The dead rhino-sized European satellite has re-entered the Earth’s atmosphere over the North Pacific Ocean, between Alaska and Hawaii.
The European Space Agency (ESA) confirmed the re-entry of European Remote Sensing 2 (ERS-2) on Wednesday at 2:59 p.m. ET (7:59 GMT).
The satellite was first launched on April 21, 1995 to study the land, oceans and polar caps of our planet; It was decommissioned in 2011.
ESA had prepared for re-entry today, but spent hours monitoring the skies without confirmation that the satellite had fallen back to Earth.
ERS-2 broke into pieces as it passed through the atmosphere, and while there was no guarantee it wouldn’t hit someone, ESA said the annual risk of a human being injured by space debris is less than one in 100 billion.
The dead, runaway rhino-sized European satellite has re-entered Earth’s atmosphere over the North Pacific Ocean, between Alaska and Hawaii.
ERS-2 weighs just over 5,000 pounds, about the same as an adult rhino.
ESA had estimated reentry would occur at 10:49 a.m. ET, but the satellite continued orbiting Earth for about an hour more and the agency did not receive confirmation that it fell into the ocean until the afternoon.
The uncertainty was due to ‘the influence of unpredictable solar activity, which affects the density of the Earth’s atmosphere and, therefore, the drag experienced by the satellite,’ ESA shared in a statement.
What’s more, it was not until the last 24 hours that ESA identified the target of the accident.

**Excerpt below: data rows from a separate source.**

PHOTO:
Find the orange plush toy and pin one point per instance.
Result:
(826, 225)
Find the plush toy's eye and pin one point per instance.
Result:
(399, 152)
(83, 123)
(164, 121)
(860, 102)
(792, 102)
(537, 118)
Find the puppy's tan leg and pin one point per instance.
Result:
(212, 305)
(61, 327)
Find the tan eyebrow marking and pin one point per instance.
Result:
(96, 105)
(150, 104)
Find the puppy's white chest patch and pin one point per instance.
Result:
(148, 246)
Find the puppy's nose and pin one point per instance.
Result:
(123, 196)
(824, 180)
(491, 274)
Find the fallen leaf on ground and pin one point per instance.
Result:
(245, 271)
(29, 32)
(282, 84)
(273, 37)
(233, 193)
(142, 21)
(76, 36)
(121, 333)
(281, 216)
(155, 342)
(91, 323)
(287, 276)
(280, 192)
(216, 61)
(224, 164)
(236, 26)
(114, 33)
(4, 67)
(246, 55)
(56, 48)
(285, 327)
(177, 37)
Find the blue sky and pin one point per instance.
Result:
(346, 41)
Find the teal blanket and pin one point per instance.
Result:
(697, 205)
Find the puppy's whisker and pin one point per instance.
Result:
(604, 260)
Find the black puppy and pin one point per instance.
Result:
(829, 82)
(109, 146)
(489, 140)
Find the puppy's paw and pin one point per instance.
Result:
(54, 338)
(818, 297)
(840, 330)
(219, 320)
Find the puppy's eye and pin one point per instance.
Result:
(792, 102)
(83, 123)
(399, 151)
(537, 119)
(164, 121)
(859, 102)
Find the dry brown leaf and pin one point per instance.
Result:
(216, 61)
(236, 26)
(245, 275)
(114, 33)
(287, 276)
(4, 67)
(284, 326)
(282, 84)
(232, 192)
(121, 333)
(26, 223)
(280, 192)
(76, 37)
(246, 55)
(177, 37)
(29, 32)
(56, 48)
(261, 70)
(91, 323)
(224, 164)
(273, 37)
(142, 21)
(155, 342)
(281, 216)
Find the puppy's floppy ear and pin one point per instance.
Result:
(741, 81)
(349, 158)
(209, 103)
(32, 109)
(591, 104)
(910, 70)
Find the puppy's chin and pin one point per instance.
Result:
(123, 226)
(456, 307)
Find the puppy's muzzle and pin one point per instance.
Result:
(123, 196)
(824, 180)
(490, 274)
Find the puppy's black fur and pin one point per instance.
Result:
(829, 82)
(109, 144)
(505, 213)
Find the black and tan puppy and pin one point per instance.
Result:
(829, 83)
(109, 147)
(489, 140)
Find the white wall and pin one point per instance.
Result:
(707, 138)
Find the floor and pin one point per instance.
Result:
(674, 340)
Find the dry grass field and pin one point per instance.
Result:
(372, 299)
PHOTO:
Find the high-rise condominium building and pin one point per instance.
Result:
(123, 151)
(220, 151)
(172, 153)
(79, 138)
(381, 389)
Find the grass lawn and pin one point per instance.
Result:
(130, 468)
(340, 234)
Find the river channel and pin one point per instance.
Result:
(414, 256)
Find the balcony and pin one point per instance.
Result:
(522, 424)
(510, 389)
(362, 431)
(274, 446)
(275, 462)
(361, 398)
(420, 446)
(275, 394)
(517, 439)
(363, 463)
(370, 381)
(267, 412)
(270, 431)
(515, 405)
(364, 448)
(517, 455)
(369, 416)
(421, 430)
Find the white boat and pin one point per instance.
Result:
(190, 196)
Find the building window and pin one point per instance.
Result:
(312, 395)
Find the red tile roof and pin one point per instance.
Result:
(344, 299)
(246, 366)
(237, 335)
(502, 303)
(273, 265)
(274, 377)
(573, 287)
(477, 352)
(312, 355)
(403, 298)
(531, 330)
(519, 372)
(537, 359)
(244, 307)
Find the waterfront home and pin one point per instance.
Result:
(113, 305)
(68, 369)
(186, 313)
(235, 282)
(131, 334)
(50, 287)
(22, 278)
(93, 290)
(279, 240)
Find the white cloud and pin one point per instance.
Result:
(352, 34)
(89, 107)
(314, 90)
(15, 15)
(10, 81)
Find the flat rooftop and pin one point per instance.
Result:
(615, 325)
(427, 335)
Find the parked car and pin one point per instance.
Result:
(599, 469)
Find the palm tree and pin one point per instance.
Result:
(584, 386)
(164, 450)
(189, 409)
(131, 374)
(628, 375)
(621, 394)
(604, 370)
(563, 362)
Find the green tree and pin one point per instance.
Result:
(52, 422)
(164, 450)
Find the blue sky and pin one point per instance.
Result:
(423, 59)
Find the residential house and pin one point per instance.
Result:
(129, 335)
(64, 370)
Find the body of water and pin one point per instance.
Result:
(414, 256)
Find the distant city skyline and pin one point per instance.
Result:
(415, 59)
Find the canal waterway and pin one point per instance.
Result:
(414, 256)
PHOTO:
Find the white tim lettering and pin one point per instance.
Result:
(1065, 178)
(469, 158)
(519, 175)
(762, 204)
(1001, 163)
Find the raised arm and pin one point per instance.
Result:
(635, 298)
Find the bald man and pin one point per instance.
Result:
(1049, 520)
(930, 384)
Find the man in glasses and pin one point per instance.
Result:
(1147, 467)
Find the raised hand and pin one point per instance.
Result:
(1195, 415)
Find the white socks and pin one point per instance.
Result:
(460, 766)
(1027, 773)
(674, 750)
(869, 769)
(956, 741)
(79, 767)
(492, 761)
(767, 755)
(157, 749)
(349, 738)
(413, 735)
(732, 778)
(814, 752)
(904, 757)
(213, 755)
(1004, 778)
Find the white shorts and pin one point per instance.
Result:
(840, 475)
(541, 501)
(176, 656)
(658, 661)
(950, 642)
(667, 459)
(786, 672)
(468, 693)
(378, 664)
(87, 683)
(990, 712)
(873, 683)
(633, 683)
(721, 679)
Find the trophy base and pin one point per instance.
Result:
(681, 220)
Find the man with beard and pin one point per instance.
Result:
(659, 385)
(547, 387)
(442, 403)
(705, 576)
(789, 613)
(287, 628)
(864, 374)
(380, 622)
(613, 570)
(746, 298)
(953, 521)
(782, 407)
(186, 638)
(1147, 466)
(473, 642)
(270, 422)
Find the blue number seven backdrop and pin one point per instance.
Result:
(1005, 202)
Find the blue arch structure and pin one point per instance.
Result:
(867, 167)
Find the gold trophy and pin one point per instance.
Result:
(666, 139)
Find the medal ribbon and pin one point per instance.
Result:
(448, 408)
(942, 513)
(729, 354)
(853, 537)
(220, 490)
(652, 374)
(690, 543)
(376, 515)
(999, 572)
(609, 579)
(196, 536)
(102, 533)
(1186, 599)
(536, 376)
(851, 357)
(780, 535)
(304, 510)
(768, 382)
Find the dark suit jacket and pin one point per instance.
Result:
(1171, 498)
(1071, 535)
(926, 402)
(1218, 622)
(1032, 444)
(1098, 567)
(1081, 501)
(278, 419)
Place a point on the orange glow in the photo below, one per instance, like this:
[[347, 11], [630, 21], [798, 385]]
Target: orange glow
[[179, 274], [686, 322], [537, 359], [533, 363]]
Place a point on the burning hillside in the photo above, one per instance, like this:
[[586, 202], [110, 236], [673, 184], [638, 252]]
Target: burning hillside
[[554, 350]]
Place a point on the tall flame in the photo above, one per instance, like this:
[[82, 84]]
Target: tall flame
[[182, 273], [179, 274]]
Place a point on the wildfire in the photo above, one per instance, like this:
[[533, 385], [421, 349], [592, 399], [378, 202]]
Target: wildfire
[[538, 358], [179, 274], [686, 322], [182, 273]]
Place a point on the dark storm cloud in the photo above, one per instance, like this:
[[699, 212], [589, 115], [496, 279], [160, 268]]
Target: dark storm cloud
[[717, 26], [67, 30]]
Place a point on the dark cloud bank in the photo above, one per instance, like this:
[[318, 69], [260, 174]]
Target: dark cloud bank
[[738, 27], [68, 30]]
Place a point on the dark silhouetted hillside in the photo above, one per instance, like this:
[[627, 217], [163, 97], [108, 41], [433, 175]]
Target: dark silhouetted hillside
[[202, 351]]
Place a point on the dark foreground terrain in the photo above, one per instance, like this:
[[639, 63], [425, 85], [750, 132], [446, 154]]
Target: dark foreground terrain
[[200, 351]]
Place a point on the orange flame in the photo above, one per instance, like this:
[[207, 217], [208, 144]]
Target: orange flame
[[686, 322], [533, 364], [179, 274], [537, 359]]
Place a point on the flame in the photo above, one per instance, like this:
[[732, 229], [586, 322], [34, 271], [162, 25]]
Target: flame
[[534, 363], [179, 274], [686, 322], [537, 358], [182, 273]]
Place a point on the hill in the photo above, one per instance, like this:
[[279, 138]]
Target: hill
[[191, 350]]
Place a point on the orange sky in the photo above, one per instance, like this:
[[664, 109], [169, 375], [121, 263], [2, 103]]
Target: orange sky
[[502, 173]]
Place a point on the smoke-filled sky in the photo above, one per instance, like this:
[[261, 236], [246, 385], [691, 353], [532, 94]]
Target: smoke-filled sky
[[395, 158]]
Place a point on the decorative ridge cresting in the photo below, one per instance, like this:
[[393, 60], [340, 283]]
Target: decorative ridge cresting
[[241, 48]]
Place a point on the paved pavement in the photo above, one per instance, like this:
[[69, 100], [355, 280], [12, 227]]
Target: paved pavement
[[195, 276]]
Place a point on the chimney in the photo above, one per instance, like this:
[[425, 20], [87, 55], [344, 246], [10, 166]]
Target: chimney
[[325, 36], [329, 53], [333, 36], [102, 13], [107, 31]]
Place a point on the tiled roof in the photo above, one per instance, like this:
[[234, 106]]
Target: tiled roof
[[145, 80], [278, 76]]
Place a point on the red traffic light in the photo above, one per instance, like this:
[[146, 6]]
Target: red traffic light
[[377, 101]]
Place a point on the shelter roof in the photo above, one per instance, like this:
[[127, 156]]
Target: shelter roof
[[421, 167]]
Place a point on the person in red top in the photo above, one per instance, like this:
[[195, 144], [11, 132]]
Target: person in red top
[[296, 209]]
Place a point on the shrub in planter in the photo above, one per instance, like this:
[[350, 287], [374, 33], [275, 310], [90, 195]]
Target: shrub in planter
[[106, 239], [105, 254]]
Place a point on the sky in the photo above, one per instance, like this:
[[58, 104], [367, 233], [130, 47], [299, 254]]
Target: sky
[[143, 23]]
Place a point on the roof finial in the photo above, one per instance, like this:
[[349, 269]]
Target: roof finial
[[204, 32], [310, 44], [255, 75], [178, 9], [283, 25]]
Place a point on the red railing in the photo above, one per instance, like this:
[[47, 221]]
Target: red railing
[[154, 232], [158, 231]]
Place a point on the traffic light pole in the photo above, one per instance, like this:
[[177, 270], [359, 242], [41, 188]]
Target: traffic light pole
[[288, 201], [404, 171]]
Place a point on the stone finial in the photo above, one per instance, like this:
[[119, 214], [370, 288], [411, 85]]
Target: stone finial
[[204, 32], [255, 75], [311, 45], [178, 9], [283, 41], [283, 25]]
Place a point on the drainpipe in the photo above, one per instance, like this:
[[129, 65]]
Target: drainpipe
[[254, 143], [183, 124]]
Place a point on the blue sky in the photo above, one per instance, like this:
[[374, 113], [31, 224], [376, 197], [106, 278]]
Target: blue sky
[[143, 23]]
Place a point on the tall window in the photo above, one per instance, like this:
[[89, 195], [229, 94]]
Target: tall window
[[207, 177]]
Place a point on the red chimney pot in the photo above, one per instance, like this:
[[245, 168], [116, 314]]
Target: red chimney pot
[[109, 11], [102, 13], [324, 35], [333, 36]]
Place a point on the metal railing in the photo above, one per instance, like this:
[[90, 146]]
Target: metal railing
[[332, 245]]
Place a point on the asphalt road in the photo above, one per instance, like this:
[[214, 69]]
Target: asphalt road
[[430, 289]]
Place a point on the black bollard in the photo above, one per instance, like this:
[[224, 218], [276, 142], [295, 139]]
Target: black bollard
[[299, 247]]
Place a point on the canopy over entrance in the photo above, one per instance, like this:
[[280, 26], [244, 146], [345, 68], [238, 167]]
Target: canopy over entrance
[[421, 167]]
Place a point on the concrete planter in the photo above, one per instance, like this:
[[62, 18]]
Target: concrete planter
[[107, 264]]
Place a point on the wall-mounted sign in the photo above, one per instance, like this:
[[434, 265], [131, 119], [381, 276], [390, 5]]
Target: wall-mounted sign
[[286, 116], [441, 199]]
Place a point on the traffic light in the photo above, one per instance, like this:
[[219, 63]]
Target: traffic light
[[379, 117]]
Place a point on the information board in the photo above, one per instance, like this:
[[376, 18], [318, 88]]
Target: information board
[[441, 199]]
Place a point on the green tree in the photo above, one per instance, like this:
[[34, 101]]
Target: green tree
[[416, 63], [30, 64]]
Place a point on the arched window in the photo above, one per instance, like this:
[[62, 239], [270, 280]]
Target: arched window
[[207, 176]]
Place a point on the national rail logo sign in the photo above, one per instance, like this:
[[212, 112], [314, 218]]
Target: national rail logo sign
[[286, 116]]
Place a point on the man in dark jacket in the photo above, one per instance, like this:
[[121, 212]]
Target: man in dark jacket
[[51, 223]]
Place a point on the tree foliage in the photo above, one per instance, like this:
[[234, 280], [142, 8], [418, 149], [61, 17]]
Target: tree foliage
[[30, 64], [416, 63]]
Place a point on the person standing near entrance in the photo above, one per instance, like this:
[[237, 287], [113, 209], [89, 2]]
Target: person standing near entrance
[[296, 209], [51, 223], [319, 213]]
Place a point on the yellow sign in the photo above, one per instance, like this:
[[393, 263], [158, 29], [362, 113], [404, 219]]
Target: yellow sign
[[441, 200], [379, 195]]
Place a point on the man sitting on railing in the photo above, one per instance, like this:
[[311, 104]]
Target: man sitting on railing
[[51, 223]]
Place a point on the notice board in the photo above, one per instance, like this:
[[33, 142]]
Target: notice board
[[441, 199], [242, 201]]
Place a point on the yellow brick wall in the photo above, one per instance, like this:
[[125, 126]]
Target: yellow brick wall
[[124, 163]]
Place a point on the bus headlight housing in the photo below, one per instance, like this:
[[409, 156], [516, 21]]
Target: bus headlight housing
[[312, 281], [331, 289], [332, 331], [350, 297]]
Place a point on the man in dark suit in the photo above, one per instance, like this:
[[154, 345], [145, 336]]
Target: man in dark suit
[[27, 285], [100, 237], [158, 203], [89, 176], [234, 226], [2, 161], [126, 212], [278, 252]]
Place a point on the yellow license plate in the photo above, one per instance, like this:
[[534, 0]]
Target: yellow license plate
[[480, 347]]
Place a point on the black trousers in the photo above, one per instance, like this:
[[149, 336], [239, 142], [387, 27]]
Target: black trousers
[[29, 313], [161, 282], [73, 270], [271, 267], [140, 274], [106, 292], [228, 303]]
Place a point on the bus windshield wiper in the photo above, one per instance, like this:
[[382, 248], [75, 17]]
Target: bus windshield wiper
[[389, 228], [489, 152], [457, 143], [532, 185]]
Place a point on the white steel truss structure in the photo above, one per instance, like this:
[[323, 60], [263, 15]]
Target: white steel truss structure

However, the data had pointed to the satellite’s re-entry in southeastern Africa, potentially in northern Mozambique or central Malawi, areas inhabited by people.
Dr. James Blake, a space debris researcher at the University of Warwick, said this is just one of thousands of active and defunct satellites orbiting Earth.
The European Space Agency (ESA) confirmed the re-entry of ERS-2 on Wednesday at 2:59 pm ET, which was first launched on April 21, 1995 to study our planet’s land, oceans and polar caps. ; It was dismantled in 2011.
Image of ERS-2 captured from space by HEO – an Australian company with an office in the United Kingdom – taken by other satellites between January 14 and February 3. It shows ERS-2 as it rotates on its return journey to Earth. The UK agency says they have been shared with ESA to help track ERS-2 re-entry.
ERS-2 is the last to embark on the return leg of its journey to re-enter Earth’s atmosphere.
“This is the fate that awaits uncontrolled satellites and debris that can no longer counteract the drag forces exerted by the Earth’s atmosphere,” said Dr Blake.
“In fact, operators are encouraged to accelerate the re-entry of their missing satellites to free up space for future missions.”
ESA has conducted deorbitation maneuvers since the satellite was decommissioned to deplete its fuel and allow ground controllers to reduce its altitude from 487 miles (785 km) to 356 miles (573 km).
At that time, experts wanted to minimize the risk of collision with other satellites or increasing the cloud of “space debris” that currently surrounds our planet.
Since then, ERS-2 has been in a period of “orbital decay,” meaning it has been getting closer and closer to Earth as it orbits the planet.
Illustrated timeline of the European Remote Sensing Satellite 2 (ERS-2) mission provided by ESA, which estimates it will re-enter Earth’s atmosphere at 11:14 GMT (6:14 am ET) on Wednesday (21 February)
ERS-2 re-entered Earth’s atmosphere and burned up once its altitude dropped to about 50 miles (80 km), about one-fifth the distance of the International Space Station (ISS).
At that altitude, the satellite broke into fragments and most of it burned up in the atmosphere, but some fragments may have reached the Earth’s surface, where they “probably fell into the ocean,” according to ESA.
“None of these fragments will contain toxic or radioactive substances,” the agency said.
ERS-2 was launched in 1995, following its sister satellite, ERS-1, which had launched four years earlier.
Both satellites carried the latest high-tech instruments, including a radar altimeter (which sends pulses of radio waves toward the ground) and powerful sensors to measure ocean surface temperature and offshore winds.
ERS-2 had an additional sensor to measure the ozone content in our planet’s atmosphere, which is important for blocking radiation from the sun.
ERS-1 is no longer operational, having suffered a malfunction in 2000, but its exact whereabouts are unknown.